Alumna Returns to Campus and Shares Her Power for Good Work

Six days after graduating from Masters in 2018, Scout O’Donnell underwent the first of several brain surgeries.

It has been a brave personal journey that began during her senior year when she was diagnosed with hydrocephalus, a lifelong neurological condition impacting the flow of cerebrospinal fluid in the brain.

O’Donnell shared her inspirational story with the upper and middle school communities on Friday, February 9. It was her first time back on campus since her days as a Gold Key ambassador, TEDx speaker and member of the Honorary Photography Society.

“Seeing the campus with a new brain was an experience I find hard to put into words,” she explained. “Some major parts of my Masters experience came back as a blank memory while other places and experiences on campus I remembered perfectly. After my speech, it was strange going through my experience on campus and recalling which memories my brain kept and which it had to let go of to heal. Nonetheless, I was relieved to know the soul of Masters hadn't changed one bit.”

After noticing gaps in hydrocephalus research, O'Donnell teamed up with Johns Hopkins Medicine to start the first hydrocephalus and mood study, which offers support and medical care to patients managing the difficult cognitive and neuropsychiatric complications related to the condition. O’Donnell spoke passionately about the research she has initiated.
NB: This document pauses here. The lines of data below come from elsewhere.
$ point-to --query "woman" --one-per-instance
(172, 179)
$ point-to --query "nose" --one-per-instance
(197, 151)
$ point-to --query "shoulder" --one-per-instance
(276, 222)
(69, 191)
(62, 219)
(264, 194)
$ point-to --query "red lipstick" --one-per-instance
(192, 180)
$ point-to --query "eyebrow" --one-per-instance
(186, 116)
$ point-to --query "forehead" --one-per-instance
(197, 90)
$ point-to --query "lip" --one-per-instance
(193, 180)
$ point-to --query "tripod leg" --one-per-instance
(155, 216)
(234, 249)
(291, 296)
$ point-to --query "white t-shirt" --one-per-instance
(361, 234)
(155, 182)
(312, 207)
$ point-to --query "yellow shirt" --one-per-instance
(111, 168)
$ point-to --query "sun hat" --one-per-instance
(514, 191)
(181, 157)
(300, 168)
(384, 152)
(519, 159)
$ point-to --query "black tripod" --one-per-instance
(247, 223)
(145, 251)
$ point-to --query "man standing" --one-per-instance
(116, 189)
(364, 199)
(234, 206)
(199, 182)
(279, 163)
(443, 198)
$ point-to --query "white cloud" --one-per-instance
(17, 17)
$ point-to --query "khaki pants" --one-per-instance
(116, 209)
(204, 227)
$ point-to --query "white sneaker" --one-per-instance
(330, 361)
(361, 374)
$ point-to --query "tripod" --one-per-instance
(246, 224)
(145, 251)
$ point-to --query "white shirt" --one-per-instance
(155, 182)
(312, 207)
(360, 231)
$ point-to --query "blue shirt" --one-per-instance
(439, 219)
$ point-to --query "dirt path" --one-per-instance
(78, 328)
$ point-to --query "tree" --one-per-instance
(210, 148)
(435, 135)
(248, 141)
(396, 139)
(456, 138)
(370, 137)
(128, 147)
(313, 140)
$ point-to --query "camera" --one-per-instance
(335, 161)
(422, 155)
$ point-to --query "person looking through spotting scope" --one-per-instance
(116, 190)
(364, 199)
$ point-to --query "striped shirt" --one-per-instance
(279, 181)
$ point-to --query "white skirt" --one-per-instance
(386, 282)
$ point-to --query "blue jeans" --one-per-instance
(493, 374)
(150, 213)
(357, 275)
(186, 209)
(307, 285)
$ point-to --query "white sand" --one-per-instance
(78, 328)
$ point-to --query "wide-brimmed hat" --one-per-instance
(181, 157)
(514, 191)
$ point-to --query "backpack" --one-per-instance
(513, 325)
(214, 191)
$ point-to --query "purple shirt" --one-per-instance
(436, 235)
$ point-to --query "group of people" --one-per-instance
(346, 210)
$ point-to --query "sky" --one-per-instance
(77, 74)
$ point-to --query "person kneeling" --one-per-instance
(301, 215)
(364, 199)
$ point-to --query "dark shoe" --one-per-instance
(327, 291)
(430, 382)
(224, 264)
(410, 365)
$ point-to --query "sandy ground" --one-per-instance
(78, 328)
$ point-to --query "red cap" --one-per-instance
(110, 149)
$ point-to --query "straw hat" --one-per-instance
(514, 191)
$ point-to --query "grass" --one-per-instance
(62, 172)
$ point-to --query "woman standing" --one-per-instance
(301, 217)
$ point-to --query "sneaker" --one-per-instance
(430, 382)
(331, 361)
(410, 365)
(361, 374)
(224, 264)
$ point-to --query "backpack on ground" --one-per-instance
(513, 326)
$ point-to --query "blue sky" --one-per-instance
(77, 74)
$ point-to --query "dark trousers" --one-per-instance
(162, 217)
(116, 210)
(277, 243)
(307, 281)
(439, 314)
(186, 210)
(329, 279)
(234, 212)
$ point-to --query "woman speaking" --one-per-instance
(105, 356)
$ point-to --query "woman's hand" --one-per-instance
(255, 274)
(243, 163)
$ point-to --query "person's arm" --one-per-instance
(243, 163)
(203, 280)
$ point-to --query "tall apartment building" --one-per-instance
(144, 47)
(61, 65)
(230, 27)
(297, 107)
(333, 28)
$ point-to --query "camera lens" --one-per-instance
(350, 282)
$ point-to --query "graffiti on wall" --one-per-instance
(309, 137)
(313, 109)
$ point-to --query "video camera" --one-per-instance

Joining her at Morning Meeting was Amy Bortner, senior associate director of development for neurosurgery at Johns Hopkins Medicine in Baltimore.

Abbe Montaldo, director of middle school admission and O’Donnell’s advisor during her time at Masters, was beaming. “Scout looked so confident and strong up there — she really spoke beautifully and from the heart, which I think resonated with our entire community,” Montaldo said. “I am so proud of her for taking a stand and bringing awareness to hydrocephalus so people can access better care in the future.”

Humbled by the warm reception, O’Donnell says she has a lot to look forward to this year as she plans an October wedding and continues her online college studies at Northeastern University. 

“I'm taking every day I'm healthy as a gift, as brain shunts fail all the time and I never know when my next brain surgery will be,” she said. “For the past six years I have suffered from chronic head pain every day, so my goal is to work with Hopkins to find a way to reduce the days I spend in pain.”

Elena Olivieri, associate dean of purposeful engagement and middle school health teacher, facilitated O’Donnell’s visit to campus. “Scout and I met often to find ways for Masters to amplify her voice and mission,” Olivieri said. “Her presentations focused on ableism and invisible diseases, and several teachers and students reached out to me to thank me for bringing her here.”